Confieso que me encantan las cifras: las encuestas, los rankings y esas listas que nos dicen quiénes “son los mejores”. Me atraen los hechos concretos, esos que parecen darnos certezas y me ayudan a decidir con calma, sin dejarme llevar por la subjetividad. Pero en la vida —esa que no cabe en una planilla Excel—, y sobre todo cuando se trata de los hijos, corremos un riesgo. Y no menor.
En Chile se acerca el fin de año, y con él la época de premios, diplomas y pruebas de ingreso a la universidad. Todo gira en torno a los reconocimientos: la vida se mide en becas, en notas de excelencia, en medallas que pesan más por el orgullo que por el metal. Los niños que reciben esos premios, ¿se los merecen? Probablemente sí. Y sus padres también, porque detrás de cada logro hay esfuerzo silencioso y amor incondicional.

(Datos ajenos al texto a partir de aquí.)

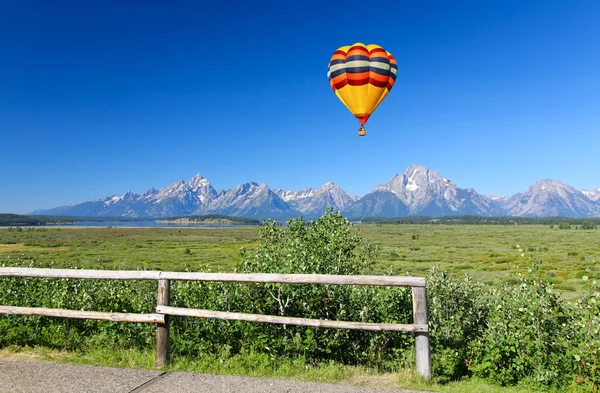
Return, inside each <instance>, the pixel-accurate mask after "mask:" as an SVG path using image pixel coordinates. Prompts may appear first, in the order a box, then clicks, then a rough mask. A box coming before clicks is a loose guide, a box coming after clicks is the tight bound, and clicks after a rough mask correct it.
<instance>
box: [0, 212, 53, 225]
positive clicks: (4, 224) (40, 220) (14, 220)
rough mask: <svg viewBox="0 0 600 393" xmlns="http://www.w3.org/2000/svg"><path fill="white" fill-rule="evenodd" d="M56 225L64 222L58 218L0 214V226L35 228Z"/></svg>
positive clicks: (11, 214) (4, 213)
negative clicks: (39, 226)
mask: <svg viewBox="0 0 600 393" xmlns="http://www.w3.org/2000/svg"><path fill="white" fill-rule="evenodd" d="M57 223H64V221H63V220H61V219H59V218H58V217H48V216H23V215H20V214H12V213H0V226H19V225H21V226H25V225H27V226H35V225H46V224H57Z"/></svg>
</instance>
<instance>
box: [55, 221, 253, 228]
mask: <svg viewBox="0 0 600 393" xmlns="http://www.w3.org/2000/svg"><path fill="white" fill-rule="evenodd" d="M47 226H54V227H62V228H64V227H137V228H234V227H238V226H242V225H205V224H202V225H191V224H190V225H185V224H165V223H161V222H156V221H152V220H147V221H73V225H47Z"/></svg>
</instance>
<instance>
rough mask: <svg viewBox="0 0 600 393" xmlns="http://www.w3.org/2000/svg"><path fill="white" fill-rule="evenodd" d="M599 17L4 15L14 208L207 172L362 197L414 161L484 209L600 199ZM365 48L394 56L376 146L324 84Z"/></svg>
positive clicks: (552, 16) (281, 1)
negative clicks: (476, 200) (529, 200)
mask: <svg viewBox="0 0 600 393" xmlns="http://www.w3.org/2000/svg"><path fill="white" fill-rule="evenodd" d="M371 4H372V7H369V6H370V5H371ZM598 20H600V2H598V1H596V0H592V1H577V0H572V1H553V0H546V1H512V0H501V1H427V0H424V1H410V2H409V1H395V2H386V3H377V2H375V3H372V2H364V1H360V2H359V1H356V2H353V1H346V2H344V4H343V6H342V5H341V3H340V2H324V1H312V0H306V1H289V2H288V1H279V2H273V1H266V2H261V1H239V2H238V1H233V2H232V1H219V2H217V1H214V2H203V1H195V2H184V1H178V2H164V1H71V2H66V1H58V0H57V1H53V2H48V1H25V0H23V1H21V0H4V1H0V37H1V38H0V157H1V164H0V212H12V213H28V212H31V211H33V210H35V209H41V208H50V207H55V206H58V205H63V204H72V203H80V202H84V201H87V200H91V199H95V198H99V197H103V196H108V195H112V194H122V193H124V192H126V191H127V190H132V191H134V192H144V191H145V190H147V189H148V188H149V187H151V186H153V187H155V188H159V187H164V186H167V185H169V184H171V183H173V182H175V181H177V180H179V179H184V180H187V179H189V178H191V177H192V176H194V175H195V174H196V173H201V174H202V175H204V176H205V177H207V178H208V179H209V180H210V181H211V183H212V184H213V186H214V187H215V188H217V189H228V188H231V187H234V186H236V185H238V184H240V183H243V182H247V181H255V182H259V183H260V182H264V183H267V184H268V185H269V186H270V187H271V188H277V187H279V188H284V189H295V190H298V189H301V188H304V187H319V186H320V185H322V184H323V183H325V182H327V181H329V180H333V181H334V182H335V183H336V184H338V185H340V186H341V187H342V188H343V189H344V190H346V191H347V192H350V193H354V194H358V195H364V194H366V193H368V192H370V191H371V190H372V189H373V188H375V187H376V186H377V185H378V184H381V183H384V182H386V181H388V180H389V179H390V178H391V177H392V176H393V175H394V174H395V173H400V172H403V171H404V170H405V169H406V168H407V167H408V166H409V165H410V164H423V165H427V166H428V167H429V168H431V169H435V170H437V171H439V172H440V173H441V174H442V176H444V177H447V178H449V179H451V180H452V181H454V182H455V183H456V184H457V185H458V186H460V187H465V188H466V187H473V188H475V189H476V190H477V191H478V192H480V193H482V194H487V195H512V194H514V193H516V192H522V191H525V190H526V189H527V187H529V186H530V185H531V184H532V183H533V182H534V181H535V180H537V179H540V178H551V179H555V180H560V181H563V182H565V183H567V184H570V185H572V186H574V187H576V188H600V148H599V146H600V24H599V23H598ZM354 42H363V43H365V44H368V43H377V44H379V45H381V46H383V47H384V48H385V49H386V50H388V51H389V52H391V53H392V54H393V55H394V56H395V57H396V59H397V61H398V77H397V79H396V84H395V85H394V88H393V89H392V91H391V92H390V94H389V95H388V97H387V98H386V100H385V101H384V102H383V103H382V104H381V106H380V107H379V108H378V109H377V111H375V113H374V114H373V116H372V117H371V119H370V120H369V122H368V123H367V127H366V128H367V136H366V137H365V138H359V137H358V136H357V129H358V122H357V121H356V119H354V117H353V116H352V115H351V114H350V112H349V111H348V110H347V109H346V108H345V107H344V106H343V105H342V104H341V102H339V101H338V99H337V98H336V97H335V95H334V93H333V92H332V91H331V89H330V87H329V83H328V80H327V76H326V73H327V63H328V61H329V58H330V57H331V54H332V53H333V51H335V49H337V48H338V47H340V46H343V45H350V44H352V43H354Z"/></svg>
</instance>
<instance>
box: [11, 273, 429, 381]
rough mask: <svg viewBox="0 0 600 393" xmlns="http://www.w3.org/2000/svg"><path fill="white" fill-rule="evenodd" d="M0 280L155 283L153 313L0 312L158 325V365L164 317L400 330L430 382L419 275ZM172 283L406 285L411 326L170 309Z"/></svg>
mask: <svg viewBox="0 0 600 393" xmlns="http://www.w3.org/2000/svg"><path fill="white" fill-rule="evenodd" d="M0 277H41V278H76V279H94V280H157V281H158V296H157V305H156V312H155V313H154V314H131V313H110V312H95V311H77V310H62V309H52V308H32V307H13V306H1V305H0V314H12V315H41V316H49V317H61V318H79V319H98V320H106V321H113V322H145V323H155V324H157V329H156V364H157V366H159V367H161V366H163V365H165V364H166V363H167V361H168V355H169V316H170V315H178V316H188V317H197V318H215V319H226V320H238V321H250V322H263V323H276V324H288V325H301V326H314V327H321V328H338V329H357V330H372V331H384V330H388V331H400V332H409V333H412V334H413V335H414V337H415V349H416V367H417V373H418V374H419V375H420V376H421V377H422V378H424V379H426V380H428V379H430V378H431V359H430V352H429V327H428V317H427V292H426V287H425V279H424V278H422V277H392V276H336V275H324V274H234V273H188V272H160V271H125V270H122V271H115V270H79V269H77V270H75V269H34V268H16V267H1V268H0ZM171 280H185V281H217V282H250V283H282V284H333V285H375V286H409V287H412V295H413V317H414V318H413V323H412V324H406V325H404V324H384V323H366V322H346V321H331V320H321V319H307V318H295V317H284V316H273V315H258V314H244V313H236V312H221V311H211V310H199V309H189V308H181V307H171V306H170V305H169V301H170V292H171Z"/></svg>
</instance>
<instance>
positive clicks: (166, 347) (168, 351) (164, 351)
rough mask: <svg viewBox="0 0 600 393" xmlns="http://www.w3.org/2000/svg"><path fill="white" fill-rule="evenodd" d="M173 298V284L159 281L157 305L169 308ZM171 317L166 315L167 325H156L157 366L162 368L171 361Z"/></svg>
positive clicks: (157, 298)
mask: <svg viewBox="0 0 600 393" xmlns="http://www.w3.org/2000/svg"><path fill="white" fill-rule="evenodd" d="M170 298H171V282H170V281H169V280H165V279H159V280H158V296H157V298H156V304H157V305H159V306H168V305H169V303H170ZM169 319H170V317H169V315H165V323H164V324H161V323H159V324H157V325H156V365H157V366H158V367H162V366H164V365H165V364H167V361H168V360H169Z"/></svg>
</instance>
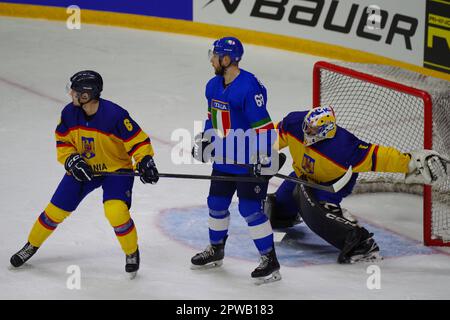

Pero tal vez valga la pena mirar de frente la otra cara: la del fracaso, la de no ser elegido, la de la injusticia que a veces se cuela entre los aplausos. ¿Diste tu 100 % y aun así no te eligieron? ¿Eras el mejor y otro se llevó la medalla? ¿Te sentiste humillado porque no confiaron en ti?
Duele. Claro que duele. Pero, ¿cuánto aprendiste en ese proceso? ¿Pensaste que el camino puede valer más que la foto en Instagram? A veces, ese golpe a la vanidad es también una lección de libertad: aprender a depender menos de la opinión ajena y lanzarse al vacío con el corazón expuesto.
Quizás sea una conversación para la sobremesa. Que nuestros hijos sepan que el diploma puede no estar colgado en la pared, pero que el amor de su familia estará siempre impreso en su alma. Porque, al final del día, ese es el premio que nadie ve, pero que en la historia de cada uno brilla más que cualquier medalla.